FOTO : Seorang suami berinisial SN, yang dilaporkan istrinya karena KDRT [ ist ]
redaksi – radarkalbar.com
SANGGAU – Rumah seharusnya menjadi tempat berlindung, wadah cinta tumbuh dan bahu saling menopang.
Namun, bagi NFI, seorang istri di Desa Semerangkai, Kecamatan Kapuas, Kabupaten Sanggau, Kalimantan Barat, rumah justru menjadi saksi bisu atas kekerasan yang dialaminya dari orang yang seharusnya paling ia percaya dan melindungi dirinya.

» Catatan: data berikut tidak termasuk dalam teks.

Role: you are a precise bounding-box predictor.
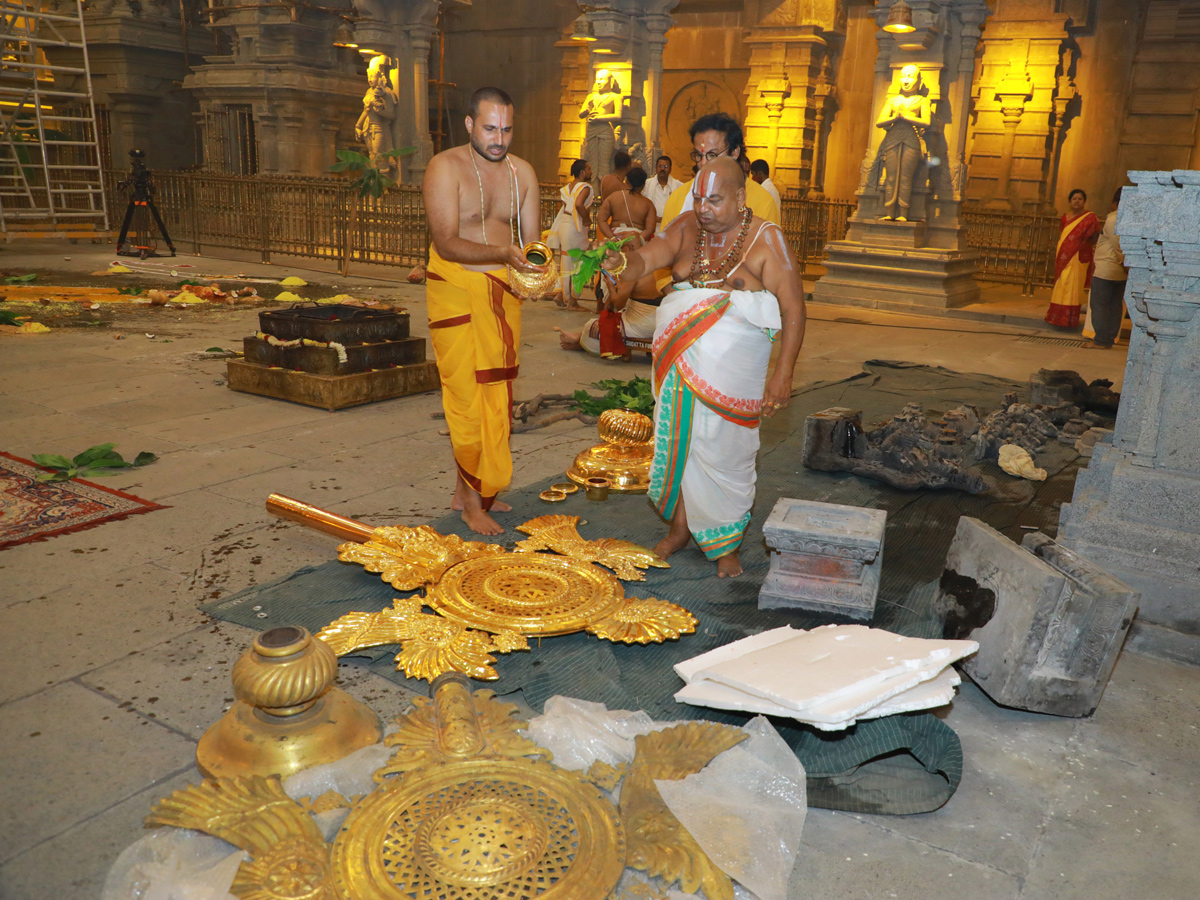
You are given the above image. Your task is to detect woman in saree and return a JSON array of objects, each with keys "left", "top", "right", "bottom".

Pada Selasa (8/4/2025) siang, sekitar pukul 14.30 WIB, suasana di sebuah rumah pada wilayah CF Afdeling 1 Rimba Belian berubah mencekam.

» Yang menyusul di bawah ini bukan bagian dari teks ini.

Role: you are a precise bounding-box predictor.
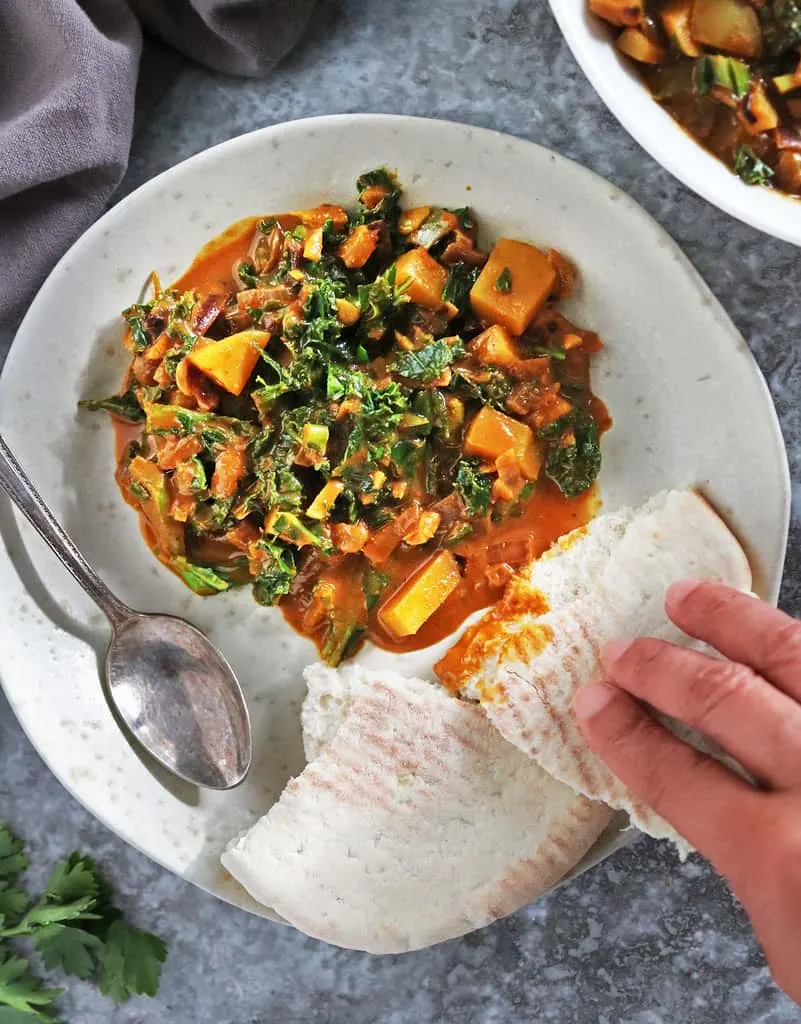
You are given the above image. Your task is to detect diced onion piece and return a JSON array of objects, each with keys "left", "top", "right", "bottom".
[
  {"left": 293, "top": 204, "right": 349, "bottom": 230},
  {"left": 403, "top": 510, "right": 442, "bottom": 546}
]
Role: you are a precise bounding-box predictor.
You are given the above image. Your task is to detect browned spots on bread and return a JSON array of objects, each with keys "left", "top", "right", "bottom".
[{"left": 434, "top": 583, "right": 552, "bottom": 692}]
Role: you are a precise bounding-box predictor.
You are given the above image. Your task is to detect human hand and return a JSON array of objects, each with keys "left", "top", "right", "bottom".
[{"left": 573, "top": 580, "right": 801, "bottom": 1004}]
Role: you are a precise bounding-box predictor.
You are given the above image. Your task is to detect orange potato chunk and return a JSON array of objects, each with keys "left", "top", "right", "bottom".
[
  {"left": 690, "top": 0, "right": 761, "bottom": 59},
  {"left": 470, "top": 239, "right": 557, "bottom": 335},
  {"left": 187, "top": 329, "right": 269, "bottom": 396},
  {"left": 394, "top": 248, "right": 448, "bottom": 309},
  {"left": 338, "top": 225, "right": 380, "bottom": 269},
  {"left": 470, "top": 324, "right": 520, "bottom": 367},
  {"left": 378, "top": 551, "right": 461, "bottom": 638},
  {"left": 465, "top": 406, "right": 542, "bottom": 480}
]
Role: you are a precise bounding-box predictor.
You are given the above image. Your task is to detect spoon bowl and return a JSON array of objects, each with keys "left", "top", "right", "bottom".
[{"left": 106, "top": 613, "right": 252, "bottom": 790}]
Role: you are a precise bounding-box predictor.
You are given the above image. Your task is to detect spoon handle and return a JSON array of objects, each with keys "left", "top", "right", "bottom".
[{"left": 0, "top": 433, "right": 133, "bottom": 629}]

Perempuan yang sehari-hari mengurus rumah tangga itu, hanya karena meminta suaminya berinisial BN, untuk mulai bekerja, justru harus menerima bogem mentah di wajahnya.

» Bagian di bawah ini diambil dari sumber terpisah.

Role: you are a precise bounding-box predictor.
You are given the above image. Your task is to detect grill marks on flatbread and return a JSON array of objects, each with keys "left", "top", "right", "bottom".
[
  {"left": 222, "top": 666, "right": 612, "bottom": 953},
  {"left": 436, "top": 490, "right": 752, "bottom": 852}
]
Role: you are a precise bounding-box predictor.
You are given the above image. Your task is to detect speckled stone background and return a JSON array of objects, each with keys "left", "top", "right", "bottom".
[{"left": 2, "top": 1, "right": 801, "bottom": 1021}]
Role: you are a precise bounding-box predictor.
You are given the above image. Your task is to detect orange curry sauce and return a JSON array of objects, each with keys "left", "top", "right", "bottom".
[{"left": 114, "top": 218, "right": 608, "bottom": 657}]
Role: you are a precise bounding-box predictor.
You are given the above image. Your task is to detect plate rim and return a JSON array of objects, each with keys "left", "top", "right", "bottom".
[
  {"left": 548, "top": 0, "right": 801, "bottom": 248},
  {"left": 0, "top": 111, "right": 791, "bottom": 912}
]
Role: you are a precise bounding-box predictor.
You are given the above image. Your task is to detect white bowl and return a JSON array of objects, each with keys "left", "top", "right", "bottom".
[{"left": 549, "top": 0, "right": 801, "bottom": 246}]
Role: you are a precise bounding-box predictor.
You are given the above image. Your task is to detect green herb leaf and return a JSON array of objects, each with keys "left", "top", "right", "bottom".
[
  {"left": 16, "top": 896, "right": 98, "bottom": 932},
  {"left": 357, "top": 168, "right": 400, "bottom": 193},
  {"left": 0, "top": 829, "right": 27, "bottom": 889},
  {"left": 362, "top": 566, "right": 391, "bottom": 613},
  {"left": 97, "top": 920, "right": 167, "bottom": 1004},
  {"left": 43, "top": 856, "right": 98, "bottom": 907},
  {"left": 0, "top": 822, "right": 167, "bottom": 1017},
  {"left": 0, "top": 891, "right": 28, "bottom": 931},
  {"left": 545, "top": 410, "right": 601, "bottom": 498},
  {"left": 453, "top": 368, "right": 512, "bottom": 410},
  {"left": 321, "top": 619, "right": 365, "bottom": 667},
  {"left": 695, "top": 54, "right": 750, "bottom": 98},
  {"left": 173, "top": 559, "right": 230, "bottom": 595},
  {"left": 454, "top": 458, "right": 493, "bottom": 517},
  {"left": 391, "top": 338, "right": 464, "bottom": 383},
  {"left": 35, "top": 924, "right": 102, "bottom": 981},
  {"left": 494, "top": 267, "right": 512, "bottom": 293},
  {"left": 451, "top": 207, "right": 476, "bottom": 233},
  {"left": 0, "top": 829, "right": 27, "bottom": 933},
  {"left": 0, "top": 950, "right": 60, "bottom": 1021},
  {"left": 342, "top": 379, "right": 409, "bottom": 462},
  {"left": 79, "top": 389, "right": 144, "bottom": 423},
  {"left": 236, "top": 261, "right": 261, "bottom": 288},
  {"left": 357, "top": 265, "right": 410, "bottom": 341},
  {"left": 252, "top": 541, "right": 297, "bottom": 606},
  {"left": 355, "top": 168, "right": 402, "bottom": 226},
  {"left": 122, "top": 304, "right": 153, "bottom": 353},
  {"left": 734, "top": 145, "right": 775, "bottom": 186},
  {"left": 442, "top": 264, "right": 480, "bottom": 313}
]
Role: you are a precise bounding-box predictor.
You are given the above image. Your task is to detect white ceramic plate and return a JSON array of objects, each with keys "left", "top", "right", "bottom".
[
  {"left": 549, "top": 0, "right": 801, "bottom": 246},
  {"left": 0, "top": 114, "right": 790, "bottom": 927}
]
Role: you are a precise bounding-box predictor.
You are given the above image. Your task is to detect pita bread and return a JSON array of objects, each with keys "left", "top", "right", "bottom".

Pukulan telak itu datang dari tangan suaminya sendiri, BN, yang tersulut emosi.
Tak hanya wajah, bagian belakang kepala NFI pun membengkak akibat benturan. Sementara itu, luka di bagian dalam hidung menjadi saksi bisu betapa kerasnya kekerasan itu dilakukan.
Tapi luka paling dalam bukan di tubuh melainkan di hati, di mana kepercayaannya selama ini bukan lagi retak. Namun, hancur berkeping-keping.
Tak ingin terus menjadi korban, keesokan harinya, pada Rabu (9/4/2025), sekitar pukul 12.50 WIB, NFI dengan langkah berani mendatangi SPKT Polres Sanggau.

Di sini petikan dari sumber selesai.